Some have suggested Dish buy stock to take over without a sale agreement- aka hostile takeover. This would need to be done very slowly as to not drive up the stock price artificially high. Charlie is too smart to do that. No, he will give the stock holders a good deal and the owners can just walk away rich.

If there is no takeover, TIVO may win a nice legal settlement but the stock will spike and then tank as the cash cow is over and the company will be out of steam left with a money losing business model. In this scenario, after studying the TIVO annual report- I see only the lawyers making a profit.

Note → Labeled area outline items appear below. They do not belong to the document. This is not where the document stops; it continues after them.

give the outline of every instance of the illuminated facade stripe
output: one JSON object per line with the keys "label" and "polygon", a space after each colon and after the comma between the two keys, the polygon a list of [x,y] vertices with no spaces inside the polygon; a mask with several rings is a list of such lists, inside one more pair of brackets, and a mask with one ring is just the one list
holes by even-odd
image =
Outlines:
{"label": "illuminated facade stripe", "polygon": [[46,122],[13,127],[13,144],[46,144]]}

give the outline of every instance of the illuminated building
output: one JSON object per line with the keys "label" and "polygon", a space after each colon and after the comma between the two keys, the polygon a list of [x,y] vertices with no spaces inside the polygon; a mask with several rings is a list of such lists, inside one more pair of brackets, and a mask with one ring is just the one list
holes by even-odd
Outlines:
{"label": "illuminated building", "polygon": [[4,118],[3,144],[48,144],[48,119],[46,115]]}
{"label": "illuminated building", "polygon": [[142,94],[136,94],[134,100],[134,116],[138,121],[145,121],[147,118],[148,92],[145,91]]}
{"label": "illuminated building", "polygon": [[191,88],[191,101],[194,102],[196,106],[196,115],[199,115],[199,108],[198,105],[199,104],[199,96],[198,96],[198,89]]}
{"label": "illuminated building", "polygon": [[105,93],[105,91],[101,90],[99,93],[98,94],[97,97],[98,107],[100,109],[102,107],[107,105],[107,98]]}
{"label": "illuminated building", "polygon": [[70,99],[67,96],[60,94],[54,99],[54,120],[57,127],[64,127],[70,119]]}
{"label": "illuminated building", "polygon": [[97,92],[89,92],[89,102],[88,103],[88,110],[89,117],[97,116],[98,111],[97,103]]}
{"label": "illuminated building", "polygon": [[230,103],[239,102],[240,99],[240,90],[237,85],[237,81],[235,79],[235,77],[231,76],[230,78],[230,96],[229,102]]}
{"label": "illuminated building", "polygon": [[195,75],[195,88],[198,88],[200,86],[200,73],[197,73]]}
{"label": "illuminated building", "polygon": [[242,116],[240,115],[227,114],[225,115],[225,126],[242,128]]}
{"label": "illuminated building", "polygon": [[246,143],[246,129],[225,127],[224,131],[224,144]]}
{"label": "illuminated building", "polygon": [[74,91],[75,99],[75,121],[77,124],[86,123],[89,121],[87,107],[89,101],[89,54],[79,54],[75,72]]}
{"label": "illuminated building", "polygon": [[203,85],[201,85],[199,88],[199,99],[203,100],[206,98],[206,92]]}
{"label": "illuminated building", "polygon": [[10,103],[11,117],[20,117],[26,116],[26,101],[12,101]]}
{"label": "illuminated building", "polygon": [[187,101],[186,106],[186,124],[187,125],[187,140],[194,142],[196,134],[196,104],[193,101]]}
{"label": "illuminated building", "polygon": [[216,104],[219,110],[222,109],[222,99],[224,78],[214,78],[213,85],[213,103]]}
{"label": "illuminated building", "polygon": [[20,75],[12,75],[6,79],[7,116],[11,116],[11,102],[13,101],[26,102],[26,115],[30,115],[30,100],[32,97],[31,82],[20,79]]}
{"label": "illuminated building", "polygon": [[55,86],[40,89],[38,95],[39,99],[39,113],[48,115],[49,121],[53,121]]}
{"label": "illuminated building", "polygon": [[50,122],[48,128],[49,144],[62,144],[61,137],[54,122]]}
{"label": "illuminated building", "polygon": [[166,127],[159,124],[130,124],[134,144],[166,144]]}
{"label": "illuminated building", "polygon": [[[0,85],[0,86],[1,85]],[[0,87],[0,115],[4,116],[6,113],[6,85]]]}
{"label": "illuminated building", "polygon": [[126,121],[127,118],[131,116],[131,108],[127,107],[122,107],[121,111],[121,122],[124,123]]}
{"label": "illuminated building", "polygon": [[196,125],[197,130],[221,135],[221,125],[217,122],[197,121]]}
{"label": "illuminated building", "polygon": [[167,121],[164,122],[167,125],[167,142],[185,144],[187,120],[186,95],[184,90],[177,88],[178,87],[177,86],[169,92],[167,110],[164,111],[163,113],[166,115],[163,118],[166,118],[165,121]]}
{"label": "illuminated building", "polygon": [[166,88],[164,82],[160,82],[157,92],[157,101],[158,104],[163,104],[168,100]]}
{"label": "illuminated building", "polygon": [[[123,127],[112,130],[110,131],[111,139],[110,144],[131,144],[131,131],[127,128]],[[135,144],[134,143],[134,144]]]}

Charlie had about 539,000 shares of Dish stock and Jim has almost 6,000,000 as of the last reporting dates of record. I don't know where you got those 10% figures of ownership, but I would guess the real numbers are much, much higher, or Charlie would not be one of the richest persons in the world. I would imagine Jim is not far behind. Dish took in almost $11.6B last year in revenue and had gross profits of almost $3.3B. The common shareholders got about $636M. Echostar had revenues of $1.9B and a gross profit $433M. Echostar shareholders got $365M.